The CA has outsourced positions in the past. Currently workers in India design some of the ads that appear in the newspaper. “And workers in Memphis end up fixing their mistakes,” Connolly says.
The Guild has yet to craft a formal response and, according to Connolly, no date has been set for the next contract bargaining meeting. The organization is now considering its options and is working to educate the public about what’s in the final offer and what it might mean for employees -- and the newspaper's readers and advertisers.
The CA's most recent offer includes immediate employee raises of 4 percent, 3 percent one year later, and 2 percent a year after that. That should be welcome news, considering the number of years Guild employees have gone without a raise.
“That might seem like good news, especially in a weak economy,” Connolly says. “But the bad news is that the company wants the right to fire everyone and outsource everything. And a 4 percent raise on a salary of zero is zero.”
The CA has seen numerous layoffs in recent years. Like many over-leveraged American newspaper companies, the newspaper's parent company, E.W. Scripps Co. has been engaged in a steady process of outsourcing and consolidation.
Some of the company's accounting work has been turned over the Indian company Infosys. Connolly says the Scripps chain is also centralizing its copy editing and design operations. “Those jobs are particularly vulnerable to future outsourcing,” he says, noting that those are some of the areas hardest hit by layoffs. It's the Guild's opinion that the outsourcing of these positions hasn’t happened yet because of the current contract.
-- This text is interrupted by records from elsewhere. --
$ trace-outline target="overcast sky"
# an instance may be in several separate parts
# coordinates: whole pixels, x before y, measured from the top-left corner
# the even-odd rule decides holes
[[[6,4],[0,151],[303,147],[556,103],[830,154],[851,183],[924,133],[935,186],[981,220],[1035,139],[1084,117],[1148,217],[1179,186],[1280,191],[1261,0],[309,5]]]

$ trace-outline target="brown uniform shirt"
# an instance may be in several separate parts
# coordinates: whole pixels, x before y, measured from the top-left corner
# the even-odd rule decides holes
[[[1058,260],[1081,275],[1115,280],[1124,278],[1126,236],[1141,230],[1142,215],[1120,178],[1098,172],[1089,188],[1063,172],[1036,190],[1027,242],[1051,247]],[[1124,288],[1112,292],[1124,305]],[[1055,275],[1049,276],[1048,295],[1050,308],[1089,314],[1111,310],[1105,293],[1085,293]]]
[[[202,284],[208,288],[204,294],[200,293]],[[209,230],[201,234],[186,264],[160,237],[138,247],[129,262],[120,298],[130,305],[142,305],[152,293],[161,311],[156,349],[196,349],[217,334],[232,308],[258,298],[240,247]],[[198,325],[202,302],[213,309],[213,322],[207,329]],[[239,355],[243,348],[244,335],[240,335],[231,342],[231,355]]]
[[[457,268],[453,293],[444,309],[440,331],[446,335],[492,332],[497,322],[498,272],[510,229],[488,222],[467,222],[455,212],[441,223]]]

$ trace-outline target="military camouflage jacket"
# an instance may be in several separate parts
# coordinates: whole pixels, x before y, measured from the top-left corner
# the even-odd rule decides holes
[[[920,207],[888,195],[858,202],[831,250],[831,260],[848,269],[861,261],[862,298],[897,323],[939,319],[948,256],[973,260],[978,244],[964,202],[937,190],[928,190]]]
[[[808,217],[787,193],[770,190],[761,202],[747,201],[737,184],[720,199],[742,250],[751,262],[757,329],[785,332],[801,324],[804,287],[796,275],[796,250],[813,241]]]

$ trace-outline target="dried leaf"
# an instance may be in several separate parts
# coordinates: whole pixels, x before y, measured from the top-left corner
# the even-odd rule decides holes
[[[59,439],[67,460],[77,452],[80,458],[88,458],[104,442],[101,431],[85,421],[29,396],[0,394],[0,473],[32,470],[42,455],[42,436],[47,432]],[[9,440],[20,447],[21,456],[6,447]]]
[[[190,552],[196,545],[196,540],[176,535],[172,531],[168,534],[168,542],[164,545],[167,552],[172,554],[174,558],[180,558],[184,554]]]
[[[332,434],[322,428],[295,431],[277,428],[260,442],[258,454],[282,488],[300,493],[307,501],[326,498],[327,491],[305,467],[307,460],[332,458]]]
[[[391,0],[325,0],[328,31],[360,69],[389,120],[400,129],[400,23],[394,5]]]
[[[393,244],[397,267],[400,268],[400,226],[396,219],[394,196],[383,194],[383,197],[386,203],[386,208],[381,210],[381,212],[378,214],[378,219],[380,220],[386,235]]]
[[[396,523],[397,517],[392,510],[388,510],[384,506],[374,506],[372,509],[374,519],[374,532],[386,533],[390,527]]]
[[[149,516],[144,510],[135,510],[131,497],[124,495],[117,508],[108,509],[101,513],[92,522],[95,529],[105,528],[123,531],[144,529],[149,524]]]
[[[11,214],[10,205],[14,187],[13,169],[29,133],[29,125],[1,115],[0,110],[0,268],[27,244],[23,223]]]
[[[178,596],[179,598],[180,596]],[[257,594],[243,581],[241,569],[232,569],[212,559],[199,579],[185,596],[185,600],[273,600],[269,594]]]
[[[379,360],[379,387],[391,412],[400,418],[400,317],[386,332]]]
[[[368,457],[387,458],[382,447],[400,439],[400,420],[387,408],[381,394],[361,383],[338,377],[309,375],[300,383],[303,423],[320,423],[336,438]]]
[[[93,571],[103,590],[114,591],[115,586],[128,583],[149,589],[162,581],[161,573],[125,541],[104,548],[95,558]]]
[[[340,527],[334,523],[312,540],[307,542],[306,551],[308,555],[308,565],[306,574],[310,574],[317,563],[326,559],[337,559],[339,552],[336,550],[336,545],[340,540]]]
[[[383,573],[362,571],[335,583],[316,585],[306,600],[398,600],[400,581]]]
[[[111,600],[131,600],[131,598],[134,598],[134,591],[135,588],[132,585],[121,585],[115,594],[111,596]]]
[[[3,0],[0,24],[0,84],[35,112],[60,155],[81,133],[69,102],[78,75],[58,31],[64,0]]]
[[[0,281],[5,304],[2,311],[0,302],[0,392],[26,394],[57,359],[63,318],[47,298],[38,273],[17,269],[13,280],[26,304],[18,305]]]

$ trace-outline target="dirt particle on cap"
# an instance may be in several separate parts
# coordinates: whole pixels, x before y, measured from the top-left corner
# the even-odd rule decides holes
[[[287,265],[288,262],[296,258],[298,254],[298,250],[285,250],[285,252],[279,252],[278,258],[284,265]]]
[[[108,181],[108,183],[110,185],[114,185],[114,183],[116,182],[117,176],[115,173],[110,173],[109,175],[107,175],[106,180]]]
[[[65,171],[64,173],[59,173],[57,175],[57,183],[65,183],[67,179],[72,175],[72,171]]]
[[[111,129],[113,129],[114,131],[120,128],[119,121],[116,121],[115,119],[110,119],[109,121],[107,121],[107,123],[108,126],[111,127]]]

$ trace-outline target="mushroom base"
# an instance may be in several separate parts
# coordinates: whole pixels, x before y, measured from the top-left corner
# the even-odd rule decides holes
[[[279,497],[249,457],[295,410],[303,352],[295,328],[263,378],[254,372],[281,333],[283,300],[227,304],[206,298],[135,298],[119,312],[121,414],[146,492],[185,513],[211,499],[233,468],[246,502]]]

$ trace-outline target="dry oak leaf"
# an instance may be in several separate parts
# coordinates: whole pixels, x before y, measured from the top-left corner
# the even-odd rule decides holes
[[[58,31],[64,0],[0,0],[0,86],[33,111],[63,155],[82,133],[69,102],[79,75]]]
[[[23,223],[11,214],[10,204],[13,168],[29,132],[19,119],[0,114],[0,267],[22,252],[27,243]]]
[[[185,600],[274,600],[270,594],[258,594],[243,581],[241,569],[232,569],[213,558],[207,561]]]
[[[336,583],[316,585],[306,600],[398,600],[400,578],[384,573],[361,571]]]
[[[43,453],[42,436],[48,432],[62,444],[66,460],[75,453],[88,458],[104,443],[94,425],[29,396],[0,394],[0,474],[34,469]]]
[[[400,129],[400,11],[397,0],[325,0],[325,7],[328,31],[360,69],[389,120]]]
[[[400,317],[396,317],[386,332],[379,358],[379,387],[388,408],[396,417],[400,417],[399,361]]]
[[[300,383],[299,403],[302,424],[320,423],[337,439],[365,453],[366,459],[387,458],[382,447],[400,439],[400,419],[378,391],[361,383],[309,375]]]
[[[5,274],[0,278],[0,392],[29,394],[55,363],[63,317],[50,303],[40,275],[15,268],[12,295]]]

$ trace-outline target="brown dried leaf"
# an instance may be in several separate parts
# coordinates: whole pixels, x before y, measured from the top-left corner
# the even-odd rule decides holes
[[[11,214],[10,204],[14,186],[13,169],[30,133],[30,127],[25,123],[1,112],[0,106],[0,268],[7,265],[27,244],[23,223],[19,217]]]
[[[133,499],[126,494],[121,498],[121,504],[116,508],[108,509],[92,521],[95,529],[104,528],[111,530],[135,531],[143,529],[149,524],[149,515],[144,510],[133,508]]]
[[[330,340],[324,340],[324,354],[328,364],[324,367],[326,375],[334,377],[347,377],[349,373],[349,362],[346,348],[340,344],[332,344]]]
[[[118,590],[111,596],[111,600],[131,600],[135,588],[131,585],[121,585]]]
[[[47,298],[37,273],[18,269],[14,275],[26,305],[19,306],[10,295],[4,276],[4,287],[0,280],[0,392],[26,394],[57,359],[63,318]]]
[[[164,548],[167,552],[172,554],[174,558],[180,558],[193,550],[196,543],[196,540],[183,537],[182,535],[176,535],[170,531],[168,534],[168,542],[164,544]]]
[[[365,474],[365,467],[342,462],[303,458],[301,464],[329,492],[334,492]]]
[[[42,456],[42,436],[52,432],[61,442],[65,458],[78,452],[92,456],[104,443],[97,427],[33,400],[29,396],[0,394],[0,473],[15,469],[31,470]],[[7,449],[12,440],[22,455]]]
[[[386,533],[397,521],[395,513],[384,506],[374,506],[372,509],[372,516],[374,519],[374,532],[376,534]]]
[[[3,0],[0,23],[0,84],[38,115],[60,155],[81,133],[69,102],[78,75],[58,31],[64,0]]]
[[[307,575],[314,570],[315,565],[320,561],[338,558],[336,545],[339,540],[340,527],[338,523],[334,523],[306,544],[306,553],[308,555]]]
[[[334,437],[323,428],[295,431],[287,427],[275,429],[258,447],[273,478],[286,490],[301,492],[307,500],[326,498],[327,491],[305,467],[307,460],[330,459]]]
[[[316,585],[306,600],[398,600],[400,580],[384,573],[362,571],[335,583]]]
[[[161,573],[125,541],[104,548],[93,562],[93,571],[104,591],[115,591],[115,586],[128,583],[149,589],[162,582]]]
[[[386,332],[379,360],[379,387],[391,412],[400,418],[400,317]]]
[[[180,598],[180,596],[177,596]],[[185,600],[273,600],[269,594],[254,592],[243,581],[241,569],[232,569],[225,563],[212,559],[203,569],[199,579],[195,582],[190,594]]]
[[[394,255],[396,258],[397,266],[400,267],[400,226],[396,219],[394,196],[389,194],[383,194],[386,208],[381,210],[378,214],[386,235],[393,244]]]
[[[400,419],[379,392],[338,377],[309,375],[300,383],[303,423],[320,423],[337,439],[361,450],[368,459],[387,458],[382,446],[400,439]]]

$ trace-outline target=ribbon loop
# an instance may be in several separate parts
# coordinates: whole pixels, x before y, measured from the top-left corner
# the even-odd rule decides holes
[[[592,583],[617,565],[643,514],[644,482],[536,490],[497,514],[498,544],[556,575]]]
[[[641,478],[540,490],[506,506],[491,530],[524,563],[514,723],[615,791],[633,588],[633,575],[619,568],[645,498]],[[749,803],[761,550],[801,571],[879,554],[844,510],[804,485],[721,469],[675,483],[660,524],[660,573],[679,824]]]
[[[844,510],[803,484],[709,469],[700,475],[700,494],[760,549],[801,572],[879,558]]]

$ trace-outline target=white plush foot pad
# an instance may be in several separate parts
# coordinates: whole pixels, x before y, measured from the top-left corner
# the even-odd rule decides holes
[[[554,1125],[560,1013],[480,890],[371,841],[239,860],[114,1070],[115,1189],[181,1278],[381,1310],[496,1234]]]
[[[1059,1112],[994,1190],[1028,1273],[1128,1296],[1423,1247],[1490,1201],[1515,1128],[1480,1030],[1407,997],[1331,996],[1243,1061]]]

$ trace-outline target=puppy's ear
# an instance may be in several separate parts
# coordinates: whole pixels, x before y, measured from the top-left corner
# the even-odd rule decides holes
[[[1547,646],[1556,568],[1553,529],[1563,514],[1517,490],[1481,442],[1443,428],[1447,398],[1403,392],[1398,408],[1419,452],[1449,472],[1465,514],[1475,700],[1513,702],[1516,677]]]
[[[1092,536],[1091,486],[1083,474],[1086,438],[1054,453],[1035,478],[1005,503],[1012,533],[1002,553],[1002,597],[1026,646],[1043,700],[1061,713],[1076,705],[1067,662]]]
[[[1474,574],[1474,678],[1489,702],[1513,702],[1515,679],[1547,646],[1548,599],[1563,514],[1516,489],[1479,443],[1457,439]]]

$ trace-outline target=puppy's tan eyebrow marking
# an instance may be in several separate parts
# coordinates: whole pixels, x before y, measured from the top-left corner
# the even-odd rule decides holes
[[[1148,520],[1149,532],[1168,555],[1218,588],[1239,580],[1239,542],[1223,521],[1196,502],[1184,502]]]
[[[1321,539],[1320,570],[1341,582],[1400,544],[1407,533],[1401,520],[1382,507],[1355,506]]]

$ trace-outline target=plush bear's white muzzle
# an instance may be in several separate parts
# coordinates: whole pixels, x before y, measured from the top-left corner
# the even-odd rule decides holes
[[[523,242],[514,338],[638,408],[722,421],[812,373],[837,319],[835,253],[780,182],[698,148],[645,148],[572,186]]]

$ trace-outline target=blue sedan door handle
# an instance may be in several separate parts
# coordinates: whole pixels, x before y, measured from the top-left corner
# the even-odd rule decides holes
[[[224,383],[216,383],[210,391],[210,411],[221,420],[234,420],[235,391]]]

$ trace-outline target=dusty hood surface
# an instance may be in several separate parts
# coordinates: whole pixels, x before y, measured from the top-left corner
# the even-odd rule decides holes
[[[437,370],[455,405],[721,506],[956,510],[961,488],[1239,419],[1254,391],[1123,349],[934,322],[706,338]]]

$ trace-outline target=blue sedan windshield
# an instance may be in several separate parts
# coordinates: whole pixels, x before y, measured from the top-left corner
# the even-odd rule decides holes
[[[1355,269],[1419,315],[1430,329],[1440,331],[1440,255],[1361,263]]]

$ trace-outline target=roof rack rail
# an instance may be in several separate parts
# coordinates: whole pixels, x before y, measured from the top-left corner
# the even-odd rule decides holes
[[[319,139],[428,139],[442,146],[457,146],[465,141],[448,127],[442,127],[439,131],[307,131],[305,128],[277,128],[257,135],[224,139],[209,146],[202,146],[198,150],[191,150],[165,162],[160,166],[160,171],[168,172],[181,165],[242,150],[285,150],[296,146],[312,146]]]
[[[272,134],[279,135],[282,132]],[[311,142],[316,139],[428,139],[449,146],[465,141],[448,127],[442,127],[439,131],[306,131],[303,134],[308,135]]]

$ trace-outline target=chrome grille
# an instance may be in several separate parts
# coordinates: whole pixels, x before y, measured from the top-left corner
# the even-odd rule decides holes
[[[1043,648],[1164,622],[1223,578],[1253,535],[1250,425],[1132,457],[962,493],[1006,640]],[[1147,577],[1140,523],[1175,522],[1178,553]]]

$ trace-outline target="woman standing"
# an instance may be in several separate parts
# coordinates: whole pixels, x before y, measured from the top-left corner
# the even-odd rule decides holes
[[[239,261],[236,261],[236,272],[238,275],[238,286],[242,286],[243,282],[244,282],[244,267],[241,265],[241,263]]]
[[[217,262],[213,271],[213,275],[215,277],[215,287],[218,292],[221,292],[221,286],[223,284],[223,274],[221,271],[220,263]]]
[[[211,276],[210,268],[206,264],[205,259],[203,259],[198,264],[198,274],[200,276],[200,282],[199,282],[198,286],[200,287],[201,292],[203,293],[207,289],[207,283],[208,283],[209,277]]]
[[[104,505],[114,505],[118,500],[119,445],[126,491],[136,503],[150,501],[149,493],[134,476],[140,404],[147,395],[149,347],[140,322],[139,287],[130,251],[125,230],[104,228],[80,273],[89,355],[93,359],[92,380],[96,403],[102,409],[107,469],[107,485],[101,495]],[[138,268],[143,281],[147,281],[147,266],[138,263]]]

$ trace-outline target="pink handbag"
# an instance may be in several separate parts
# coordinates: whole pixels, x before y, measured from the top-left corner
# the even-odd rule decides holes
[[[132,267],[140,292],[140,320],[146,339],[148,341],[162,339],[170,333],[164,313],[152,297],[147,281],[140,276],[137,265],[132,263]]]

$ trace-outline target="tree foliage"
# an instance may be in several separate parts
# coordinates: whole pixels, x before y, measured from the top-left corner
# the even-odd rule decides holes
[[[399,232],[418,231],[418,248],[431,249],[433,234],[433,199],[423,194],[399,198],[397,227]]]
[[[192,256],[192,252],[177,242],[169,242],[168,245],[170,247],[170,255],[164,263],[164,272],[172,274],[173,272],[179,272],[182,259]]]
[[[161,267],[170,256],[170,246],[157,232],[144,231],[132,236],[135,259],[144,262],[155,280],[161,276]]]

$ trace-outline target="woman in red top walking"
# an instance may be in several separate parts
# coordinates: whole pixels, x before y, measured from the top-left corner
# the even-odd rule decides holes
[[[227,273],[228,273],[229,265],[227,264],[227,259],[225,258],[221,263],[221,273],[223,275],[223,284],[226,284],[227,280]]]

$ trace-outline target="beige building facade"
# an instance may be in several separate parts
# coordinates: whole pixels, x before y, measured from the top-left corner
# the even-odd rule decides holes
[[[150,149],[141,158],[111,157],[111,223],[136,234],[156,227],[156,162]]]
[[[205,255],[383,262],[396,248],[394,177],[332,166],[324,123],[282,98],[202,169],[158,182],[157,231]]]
In the past, the Guild has become increasingly concerned with the amount of editorial work being done by freelancers. “Every time you see the phrase “special to The Commercial Appeal” in a reporter’s byline, you’re reading work by someone who doesn’t receive health insurance and other benefits from The Commercial Appeal,” Connolly says, adding that that the company’s use of freelancers is currently pushing “the outer limits” of what the contract allows. "Special to The Commercial Appeal” may also indicate that an article has been submitted by a reader or a publicist, not a professional freelance writer. Those contributors are unpaid.
“I personally believe the company has crossed the line,” he says. “We believe that the outsourcing of news work to freelancers would accelerate if the company receives the unlimited right to do it. Staff reporters like me would likely be laid off, lose our health insurance and other benefits, and be told that we could continue as freelancers.
“On a personal note, I want to add that I have a wonderful job and I have good bosses, and that I want The Commercial Appeal to succeed,” Connolly says. “And there’s a way to make that happen that doesn’t involve mass layoffs and shipping out jobs to other countries and states.”
In addition to layoffs, in recent years the CA has scaled back its home delivery operations and shrunk the size of its physical product. Company representatives have repeatedly told employees that in spite of decreased ad revenue it continues to be profitable.